Sites browsed:              Loads
Jobs applied for:           None
Agency signed up to:    One
Replies:                         Unsuccessful Aplications 1
Feedback:                      Nil
Walks:                           One
Enthusiasm:                   Morning    4.6    Afternoon    7


At the moment, I have no feedback from the job I did not get. But not expecting any.

Put it this way, at the age of 56, this is what I am up against. And I'm not saying that all firms or corporations are like this but for the first time in my life, I feel that in job terms, this is going to be a hard slog.


Minimum Wage
Year25 and over21 to 2418 to 20Under 18Apprentice
April 2016 (current rate)£7.20£6.70£5.30£3.87£3.30
I hope that someone is going to prove my cynicism unfounded because, it's not looking good. lol

Thank god I am an optimistic person and do not need a job to qualify who I am. But at the same time, I wouldn't like to think that I am off the job market forever.

But then again! lol

I'll give it a few months then I will have to seriously consider sending my book off. Actually, I've been seriously considering it for 5 years now. Hey, perhaps this will be the push I need. 

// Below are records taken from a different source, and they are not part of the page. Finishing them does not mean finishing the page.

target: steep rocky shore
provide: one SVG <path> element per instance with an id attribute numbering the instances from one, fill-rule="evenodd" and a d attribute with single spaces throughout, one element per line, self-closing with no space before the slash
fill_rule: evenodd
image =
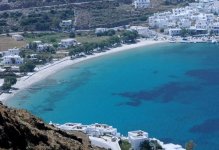
<path id="1" fill-rule="evenodd" d="M 1 103 L 0 149 L 98 150 L 83 133 L 61 131 L 25 110 L 8 108 Z"/>

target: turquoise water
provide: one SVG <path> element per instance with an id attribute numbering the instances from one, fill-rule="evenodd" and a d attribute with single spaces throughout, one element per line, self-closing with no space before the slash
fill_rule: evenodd
<path id="1" fill-rule="evenodd" d="M 107 123 L 219 147 L 219 45 L 159 44 L 68 67 L 7 102 L 56 123 Z"/>

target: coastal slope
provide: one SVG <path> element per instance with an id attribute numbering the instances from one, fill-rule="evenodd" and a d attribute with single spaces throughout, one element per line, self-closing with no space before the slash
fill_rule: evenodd
<path id="1" fill-rule="evenodd" d="M 67 133 L 25 110 L 8 108 L 0 103 L 0 149 L 98 150 L 79 132 Z"/>

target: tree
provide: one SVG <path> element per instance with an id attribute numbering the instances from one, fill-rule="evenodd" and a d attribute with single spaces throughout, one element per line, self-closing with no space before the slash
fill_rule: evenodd
<path id="1" fill-rule="evenodd" d="M 186 143 L 186 150 L 194 150 L 195 149 L 195 143 L 191 140 Z"/>
<path id="2" fill-rule="evenodd" d="M 20 66 L 20 72 L 33 72 L 35 67 L 33 62 L 28 61 Z"/>

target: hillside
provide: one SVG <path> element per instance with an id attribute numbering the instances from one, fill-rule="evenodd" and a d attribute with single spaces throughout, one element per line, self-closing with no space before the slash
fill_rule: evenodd
<path id="1" fill-rule="evenodd" d="M 0 103 L 0 149 L 97 150 L 88 137 L 79 132 L 66 133 L 45 124 L 25 110 Z"/>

Just come in, another email to say that I have not been successful in my last job application. Don't mind this refusal as it was a bit of a long shot. It was quite a long way from home and not really an option. The fact that it says that I was not successful on 'this occasion,' was a bonus.


There's hope for the future. lol 
Also, in this day and age, it's good that they reply.

What's next?

Look through job sites again, and most importantly, keep positive because not being successful in procuring a job, doesn't mean I'm not good at what I do. Because I know I am. 

 I expect there are going to be a lot more of these letters. And there will be times when I will not feel this positive, but I'm expecting that, and it will pass.

Once more into the breach my dear friends, and remember, when one door closes, thirty others will close in your face. Then eventually, a window will open.   




Sunday, 1 May 2016




Sunday 01/05/2016

Website searched:          None today as it is Sunday
Jobs applied for:            None
Replies                           1
Enthusiasm                    8


I had my first rejection letter from a prospective employer.
I applied on Friday and got the rejection letter Sunday. Is that a record lol

I've asked for feedback, will be interesting to see if they reply. I'm thinking, it will say I have not had enough experience which would be true, but I'm sure, even I could fill shelves during the summer months.

How do I feel? Pretty good, because I'd only applied for it because it was a Summer job, and would do until I got the job of my dreams, lol

So onwards and upwards and I am going to get back to enjoying the bank holiday with hubby.

Just remembered, it did say, ' On this occasion.' lol. So all is not lost.......or is it.